In [27]:
%matplotlib inline

In [28]:
import numpy as np
import matplotlib.pyplot as plt

import sympy

import seaborn as sns

***
# Overview of the basics
For a random variable $x$, $P(x)$ is a function that assigns a probability to all values of $x$.

- Probability Density of $x = P(x)$

The probability of a specific event A for a random variable x is denoted as P(x=A), or simply as P(A).

- Probability of Event $A = P(A)$

Probability is calculated as the number of desired outcomes divided by the total possible outcomes, in the case where all outcomes are equally likely.

- Probability = ${\large \frac{number-of-desired-outcomes}{total-number-of-possible-outcomes}}$

>This is intuitive if we think about a discrete random variable such as the roll of a dice. For example, the probability of a dice rolling a 5 is calculated as one outcome of rolling a 5 (1) divided by the total number of discrete outcomes (6) or 1/6 or about 0.1666 or about 16.666%.

In [29]:
# Here is a simple preview of probability calculator
def probability(desired_outcomes, total_outcomes):
    probability = desired_outcomes / total_outcomes
    
    if desired_outcomes == 12:
        color = "green"
    elif desired_outcomes == 8:
        color = "blue"
    elif desired_outcomes == 2:
        color = "red"
    elif desired_outcomes == total_outcomes:
        color = "(all)"
    else:
        color = "yellow"
  
    print(f"The probability of taking {desired_outcomes} {color} ball(s) is:", str(round(probability*100, 2))+"%")
    return probability # Probability is a number between 0 and 1. 1 Denoting 100% and 0 denoting 0%

# Let's say we have 12 Green balls, 8 blue balls, 2 red balls and 1 yellow ball
# What is the probability of reaching and taking 1 yellow ball?

total_balls = 12 + 8 + 2 + 1
desired_balls = 2 # Play around with this variable to see how different portions react

probability(desired_balls, total_balls)

The probability of taking 2 red ball(s) is: 8.7%


0.08695652173913043

The sum of the probabilities of all outcomes must equal one.

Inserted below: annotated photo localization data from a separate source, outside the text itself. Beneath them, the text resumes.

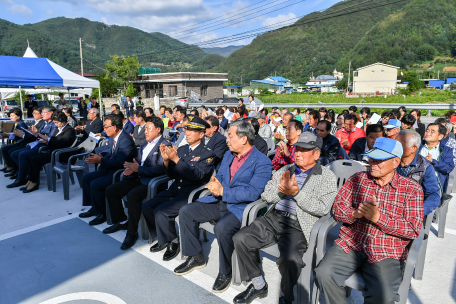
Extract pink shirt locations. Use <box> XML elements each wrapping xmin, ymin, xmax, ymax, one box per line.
<box><xmin>230</xmin><ymin>146</ymin><xmax>254</xmax><ymax>183</ymax></box>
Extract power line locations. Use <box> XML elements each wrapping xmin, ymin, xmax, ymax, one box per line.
<box><xmin>83</xmin><ymin>58</ymin><xmax>107</xmax><ymax>72</ymax></box>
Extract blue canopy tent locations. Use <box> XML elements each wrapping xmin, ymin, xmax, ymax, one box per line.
<box><xmin>0</xmin><ymin>55</ymin><xmax>100</xmax><ymax>116</ymax></box>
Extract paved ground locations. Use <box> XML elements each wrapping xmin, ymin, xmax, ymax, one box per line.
<box><xmin>0</xmin><ymin>158</ymin><xmax>455</xmax><ymax>304</ymax></box>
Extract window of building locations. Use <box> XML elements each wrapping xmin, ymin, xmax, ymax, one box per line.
<box><xmin>354</xmin><ymin>72</ymin><xmax>358</xmax><ymax>77</ymax></box>
<box><xmin>371</xmin><ymin>70</ymin><xmax>375</xmax><ymax>73</ymax></box>
<box><xmin>201</xmin><ymin>85</ymin><xmax>208</xmax><ymax>96</ymax></box>
<box><xmin>381</xmin><ymin>70</ymin><xmax>384</xmax><ymax>73</ymax></box>
<box><xmin>70</xmin><ymin>93</ymin><xmax>78</xmax><ymax>97</ymax></box>
<box><xmin>230</xmin><ymin>89</ymin><xmax>235</xmax><ymax>95</ymax></box>
<box><xmin>170</xmin><ymin>86</ymin><xmax>178</xmax><ymax>97</ymax></box>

If not, we do not have valid probabilities.

- Sum of the Probabilities for All Outcomes = 1.0.

In [30]:
green_balls = 12
blue_balls = 8
red_balls = 2
yellow_balls = 1

total_sum = probability(green_balls, total_balls) + probability(blue_balls,total_balls) + probability(red_balls,total_balls)+ probability(yellow_balls,total_balls) 

print("Sum of all probabilities:", total_sum*100, "%")

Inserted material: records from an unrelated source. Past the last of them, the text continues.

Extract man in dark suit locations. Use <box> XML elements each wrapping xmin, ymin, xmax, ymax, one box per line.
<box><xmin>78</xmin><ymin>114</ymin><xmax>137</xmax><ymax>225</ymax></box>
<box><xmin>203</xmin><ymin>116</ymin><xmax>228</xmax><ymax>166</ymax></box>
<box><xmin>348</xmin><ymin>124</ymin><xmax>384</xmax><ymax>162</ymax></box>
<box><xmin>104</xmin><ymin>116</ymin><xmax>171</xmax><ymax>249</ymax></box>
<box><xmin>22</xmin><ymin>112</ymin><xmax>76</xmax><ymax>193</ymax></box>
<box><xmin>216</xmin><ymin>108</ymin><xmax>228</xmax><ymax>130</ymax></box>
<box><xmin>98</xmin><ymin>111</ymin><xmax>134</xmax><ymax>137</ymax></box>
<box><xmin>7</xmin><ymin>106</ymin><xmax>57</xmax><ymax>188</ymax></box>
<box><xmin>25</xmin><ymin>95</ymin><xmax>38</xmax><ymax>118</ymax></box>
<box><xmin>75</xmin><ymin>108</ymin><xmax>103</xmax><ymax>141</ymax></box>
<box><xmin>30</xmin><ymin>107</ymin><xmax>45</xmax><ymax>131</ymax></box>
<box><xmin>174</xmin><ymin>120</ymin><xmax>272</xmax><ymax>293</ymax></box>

The probability of taking 12 green ball(s) is: 52.17%
The probability of taking 8 blue ball(s) is: 34.78%
The probability of taking 2 red ball(s) is: 8.7%
The probability of taking 1 yellow ball(s) is: 4.35%
Sum of all probabilities: 100.0 %


The probability of an impossible outcome is zero. For example, it is impossible to roll a 7 with a standard six-sided die.

- Probability of Impossible Outcome = 0.0

The probability of a certain outcome is one. For example, it is certain that a value between 1 and 6 will occur when rolling a six-sided die.

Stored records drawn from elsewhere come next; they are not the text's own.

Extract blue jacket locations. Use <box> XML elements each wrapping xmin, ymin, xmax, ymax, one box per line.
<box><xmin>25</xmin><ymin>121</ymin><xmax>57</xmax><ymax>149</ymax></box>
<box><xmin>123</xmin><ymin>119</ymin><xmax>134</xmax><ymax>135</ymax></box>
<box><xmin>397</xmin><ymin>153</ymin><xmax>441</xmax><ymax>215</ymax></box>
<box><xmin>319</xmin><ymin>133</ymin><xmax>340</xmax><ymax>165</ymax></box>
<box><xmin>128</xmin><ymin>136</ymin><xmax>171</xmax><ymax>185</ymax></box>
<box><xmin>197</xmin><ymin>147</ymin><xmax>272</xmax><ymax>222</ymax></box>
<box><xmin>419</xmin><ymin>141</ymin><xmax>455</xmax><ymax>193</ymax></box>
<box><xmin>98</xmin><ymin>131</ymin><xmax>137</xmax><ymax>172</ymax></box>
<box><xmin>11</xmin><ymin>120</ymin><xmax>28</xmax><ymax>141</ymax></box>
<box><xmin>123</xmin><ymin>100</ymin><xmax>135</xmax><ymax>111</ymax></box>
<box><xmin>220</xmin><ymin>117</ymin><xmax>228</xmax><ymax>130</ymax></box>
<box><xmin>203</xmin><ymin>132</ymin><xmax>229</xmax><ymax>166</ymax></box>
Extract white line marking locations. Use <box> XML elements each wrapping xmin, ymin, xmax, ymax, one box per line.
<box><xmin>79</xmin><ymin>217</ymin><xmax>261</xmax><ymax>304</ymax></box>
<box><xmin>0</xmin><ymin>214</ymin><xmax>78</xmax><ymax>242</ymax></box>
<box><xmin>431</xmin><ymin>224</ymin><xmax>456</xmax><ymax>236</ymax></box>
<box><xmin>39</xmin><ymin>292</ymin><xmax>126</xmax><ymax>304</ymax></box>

- Probability of Certain Outcome = 1.0

In [31]:
print("Probability of certain outcome:", probability(total_balls, total_balls)*100, "%")

The probability of taking 23 (all) ball(s) is: 100.0%
Probability of certain outcome: 100.0 %


The probability of an event not occurring, called the complement.

This can be calculated by one minus the probability of the event, or 1 – P(A). For example, the probability of not rolling a 5 would be 1 – P(5) or 1 – 0.166 or about 0.833 or about 83.333%.

- Probability of Not Event $A = 1 – P(A)$

In [33]:
# Lets take the probability of 12 green balls
green_balls = 12
draw_probability = probability(green_balls, total_balls)

print("Probability of Not Event:", str(round((1 - draw_probability)*100, 2)), "%")

The probability of taking 12 green ball(s) is: 52.17%
Probability of Not Event: 47.83 %


## Bayes Theorem of Conditional Probability
Before we dive into Bayes theorem, let’s review marginal, joint, and conditional probability.

Recall that marginal probability is the probability of an event, irrespective of other random variables. If the random variable is independent, then it is the probability of the event directly, otherwise, if the variable is dependent upon other variables, then the marginal probability is the probability of the event summed over all outcomes for the dependent variables, called the sum rule.

- **Marginal Probability**: The probability of an event irrespective of the outcomes of other random variables, e.g. $P(A)$.

The joint probability is the probability of two (or more) simultaneous events, often described in terms of events A and B from two dependent random variables, e.g. X and Y. The joint probability is often summarized as just the outcomes, e.g. A and B.

- **Joint Probability**: Probability of two (or more) simultaneous events, e.g. $P(A and B)$ or $P(A, B)$.

The conditional probability is the probability of one event given the occurrence of another event, often described in terms of events A and B from two dependent random variables e.g. X and Y.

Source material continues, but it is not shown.